Le lecteur sans doute étonné des noms étranges portés par les Titanides s’interrogera sur l’origine de leur construction. La voici : Le « prénom » correspond à un instrument de musique, le « nom » à une danse ou à un genre musical et le « surnom » (indiqué entre parenthèses) indique en quelque sorte la tonalité du morceau en reprenant l’un des sept modes en usage dans la musique grecque antique – mythologie oblige ! – à savoir, le dorien (correspondant à une gamme diatonique descendante du mi 3 au mi 2), le phrygien ou éolien (ré 3-ré 2), le lydien (do 3-do 2), le myxolydien (si 2-si 1), l’hypodorien (la 2-la 1), l’hypophrygien (sol 3-sol 2) et l’hypolydien (fa 3-fa 2).
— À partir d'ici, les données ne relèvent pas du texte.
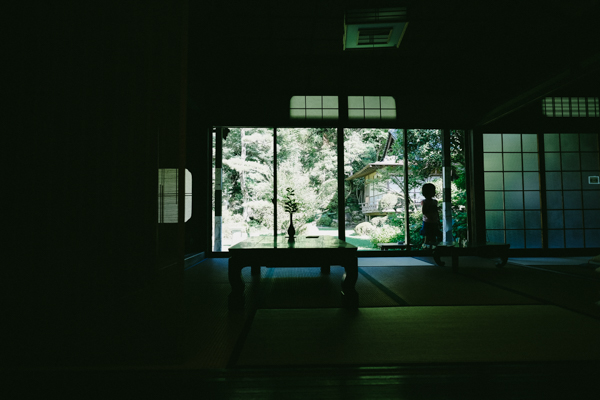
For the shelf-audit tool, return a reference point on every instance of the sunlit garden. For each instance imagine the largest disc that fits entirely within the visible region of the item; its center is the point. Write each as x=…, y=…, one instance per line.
x=305, y=160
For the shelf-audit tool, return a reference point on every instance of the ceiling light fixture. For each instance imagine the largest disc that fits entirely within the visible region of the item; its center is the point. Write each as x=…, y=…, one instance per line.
x=373, y=28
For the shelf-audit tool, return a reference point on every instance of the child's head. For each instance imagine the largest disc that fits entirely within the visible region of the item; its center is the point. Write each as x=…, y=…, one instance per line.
x=428, y=190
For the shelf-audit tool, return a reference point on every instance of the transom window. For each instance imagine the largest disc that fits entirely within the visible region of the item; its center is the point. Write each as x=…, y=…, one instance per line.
x=570, y=107
x=314, y=107
x=371, y=107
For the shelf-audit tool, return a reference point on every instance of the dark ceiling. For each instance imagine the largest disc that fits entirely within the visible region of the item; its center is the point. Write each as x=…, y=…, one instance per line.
x=457, y=57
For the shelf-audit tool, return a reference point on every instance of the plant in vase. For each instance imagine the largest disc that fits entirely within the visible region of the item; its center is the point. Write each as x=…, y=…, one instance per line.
x=291, y=205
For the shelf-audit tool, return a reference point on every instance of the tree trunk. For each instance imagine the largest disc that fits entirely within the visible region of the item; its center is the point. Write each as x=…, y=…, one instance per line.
x=243, y=178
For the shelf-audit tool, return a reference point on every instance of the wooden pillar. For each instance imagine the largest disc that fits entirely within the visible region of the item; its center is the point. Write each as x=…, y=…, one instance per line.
x=447, y=187
x=275, y=183
x=341, y=186
x=218, y=232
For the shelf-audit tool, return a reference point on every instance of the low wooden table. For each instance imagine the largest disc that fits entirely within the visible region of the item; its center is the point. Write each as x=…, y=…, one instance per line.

Il fallait que ce fût dit.

(N.d.T.)

PROLOGUE

La plus belle du bal

Depuis trois millions d’années, Gaïa tournait dans son splendide isolement.

Parmi ceux qui vivaient en son sein, certains connaissaient l’existence d’un espace plus vaste à l’extérieur de la grande roue. Bien longtemps avant la création des anges, des créatures ailées avaient parcouru les hautes voûtes de ses rayons et considéré, par les arcatures de ses fenêtres, la forme de Dieu. Nulle part ailleurs l’obscurité ne révélait un être identique à Gaïa.

Tel était l’ordre naturel des choses :

Dieu était le monde, le monde une roue et la roue était Gaïa.


* * *

Gaïa n’était pas une divinité jalouse.

Nul n’avait à l’adorer et personne d’ailleurs n’y avait songé. Elle n’exigeait ni sacrifices, ni temples, ni chœurs pour chanter ses louanges.

Gaïa s’enivrait d’effluves énergétiques dans les parages de Saturne.